Pero si esperamos tanto de la naturaleza, si dependemos de tal modo de ella, no


deberíamos creernos tan distintos, no deberíamos alterarla de esta manera
irresponsable y desafiante. Una especie que necesita respirar 13 veces por
minuto, como dice la canción, no debería envenenar así la atmósfera, talar a este
ritmo las selvas, secar los humedales y los pantanos de un modo tan codicioso y
tan ignorante. Esas condiciones que hicieron hasta ahora tan posible la vida, que
hicieron a este planeta tan propicio para nuestra salud y por lo mismo para
nuestra felicidad, no deberíamos arruinarlas de un modo tan estúpido.

¿Qué pasaría si esto que estamos viviendo se convirtiera en una situación


permanente? ¿Si nos volviéramos un peligro continuo los unos para los otros? Yo
sinceramente creo que no será así. Creo que lograremos afrontar esta crisis y
superar el momento alarmante. Pero conviene preguntarse una y otra vez qué
pasaría si este planeta que fue nuestra alegría, que hizo posibles los cuadros de
Renoir y los cantos de Whitman, se convirtiera para siempre en un nicho tóxico
de clima intolerable, escaso de oxígeno, lleno de virus cada vez más mutantes,
carcomido por la codicia, sepultado por las basuras, envilecido por los plásticos,
envenenado por los pesticidas, donde nuestro organismo ya no fuera capaz de
reaccionar. Si el Sol nos quemara, si la luz nos cegara, si el agua ya no fuera la
bendición que fue siempre, si hasta en los tejidos la voluntad de vivir se fuera
apagando.

Sinceramente creo y espero que volveremos con tranquilidad a las calles, a los
abrazos, a las fiestas, a los amores, a las cenas cordiales, al diálogo amable con
los desconocidos, que volveremos a la confianza, a la desprevención, a la alegría
de vivir y de luchar. Que dejaremos de contar contagios y fallecimientos, de
desinfectar todo lo que antes tocábamos sin miedo, que volveremos a silbar bajo
las arboledas y a tendernos en la hierba para mirar las nubes, y que aprenderemos
el arte olvidado de agradecer por las cosas más elementales, por los saberes del
cuerpo, por la única riqueza que es una vida sencilla, unos afectos verdaderos,
una civilización por la que valga la pena vivir y morir.

Pero ya nos estaba haciendo falta algo que nos recordara que el cuerpo es un
milagro, que la confianza es un tesoro, que lo que merecemos nosotros lo tiene
que merecer todo ser humano, y que esos poderes que hemos despertado, las
transformaciones que hemos realizado sobre el mundo, la destrucción del
equilibrio natural que está obrando esta época con la entusiasta participación de
todos nosotros, son el gran peligro, y pueden estar generando fenómenos
irreparables.

Lo que ha pasado en estos cuatro meses no es solo un caso de salud pública.

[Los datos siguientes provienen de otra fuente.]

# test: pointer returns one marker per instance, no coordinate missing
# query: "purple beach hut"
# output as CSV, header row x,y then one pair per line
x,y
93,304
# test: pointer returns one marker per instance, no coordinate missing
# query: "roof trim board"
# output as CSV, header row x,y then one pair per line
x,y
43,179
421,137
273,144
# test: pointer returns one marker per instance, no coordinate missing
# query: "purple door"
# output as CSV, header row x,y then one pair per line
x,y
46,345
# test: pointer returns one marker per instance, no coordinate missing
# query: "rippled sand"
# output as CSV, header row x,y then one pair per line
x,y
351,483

El


virus de baja peligrosidad que nos pintaron inicialmente ha logrado afectar
nuestra vida de un modo inquietante y minucioso, aún no hemos visto todas sus
consecuencias, y ha puesto al desnudo el tejido de contradicciones, de injusticias
y de paradojas que llamábamos la normalidad.

Nos está demostrando para bien y para mal que todo puede cambiar de la noche a
la mañana. Los Estados y las empresas que nunca encontraban cómo pagarles
bien a las personas por trabajar de repente tienen que pagarles para que se queden
en casa. Las aerolíneas del mundo entero de pronto se ven expulsadas del cielo.
El petróleo cuyo precio nos tiranizaba y cuya combustión a la vez nos movía y
nos paralizaba, se hunde en lo inexplicable. Democracias tan envanecidas de sí
mismas, tan legalistas y tan escrupulosas como los Estados Unidos, ven de
repente a su presidente en campaña firmando como un regalo personal los
cheques de dineros públicos que se entregan a los ciudadanos. De repente no hay
un alma en Venecia, ni en Times Square, ni en los Campos Elíseos, y el globo
unificado parece recordar incómodamente que después de Roma y su
universalismo vino la Edad Media con sus aislamientos y sus diablos de aldea.

El mundo en que nos ha sorprendido esta pandemia no es ya el mundo intacto y


seguro que fue en otros tiempos. Las lluvias de pájaros y la muerte de las abejas
lo anunciaban como si fueran oráculos.

No creo que haya nadie castigándonos, pero, aun así, tenemos que mirar en todo
el planeta este malestar unánime como una advertencia.